Was die DNA-Reparatur betrifft, zeigt dies an, wann die Enzyme ihre Reparaturarbeiten durchführen – wann sie mit der DNA interagieren – und wann sie „untätig“ sind, also frei in der Zelle diffundieren.

Die Methode hat jedoch einen Nachteil. „Es ist schwierig, mehrere Moleküle gleichzeitig zu verfolgen“, erklärt Martens. „Wenn sich ihre Wege kreuzen oder sie zu nah beieinander sind, verschmelzen praktisch zwei Glühbirnen. Dann ist es unmöglich, ihre Bewegungen zu identifizieren.“

Bisher mussten Mikrobiologen daher Moleküle nacheinander in einem zeitaufwändigen Prozess untersuchen, der zu langwierig ist, um den DNA-reparierenden Molekülen „bei der Arbeit“ zuzusehen. Tatsächlich dauert die Verfolgung einzelner Partikel derzeit länger als der Reparaturprozess selbst.

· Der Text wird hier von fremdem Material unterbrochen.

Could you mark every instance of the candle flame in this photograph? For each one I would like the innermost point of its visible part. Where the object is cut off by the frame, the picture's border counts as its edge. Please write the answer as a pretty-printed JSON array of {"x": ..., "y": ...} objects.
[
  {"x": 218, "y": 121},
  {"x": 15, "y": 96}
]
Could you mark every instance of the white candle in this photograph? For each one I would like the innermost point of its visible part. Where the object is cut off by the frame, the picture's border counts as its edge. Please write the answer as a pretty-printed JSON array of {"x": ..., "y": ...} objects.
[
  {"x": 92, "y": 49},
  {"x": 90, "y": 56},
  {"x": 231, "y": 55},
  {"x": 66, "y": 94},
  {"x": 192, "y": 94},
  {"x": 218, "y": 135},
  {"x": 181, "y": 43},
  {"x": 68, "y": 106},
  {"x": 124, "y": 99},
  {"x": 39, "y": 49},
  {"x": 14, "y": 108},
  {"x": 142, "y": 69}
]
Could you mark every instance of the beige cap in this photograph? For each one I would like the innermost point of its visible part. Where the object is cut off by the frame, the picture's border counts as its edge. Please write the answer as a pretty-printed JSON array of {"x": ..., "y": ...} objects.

Um das Problem zu lösen, hat Martens ein Stück geschaffen Software um den Hochdurchsatzprozess zu beschleunigen. TARDIS (kurz für „temporale Analyse relativer Distanzen“) führt mit zunehmender Zeitverzögerung eine Gesamtanalyse der Abstände zwischen Orten, also der Positionen des Moleküls in den einzelnen Fotos, durch. Die Arbeit wurde veröffentlicht in Naturmethoden.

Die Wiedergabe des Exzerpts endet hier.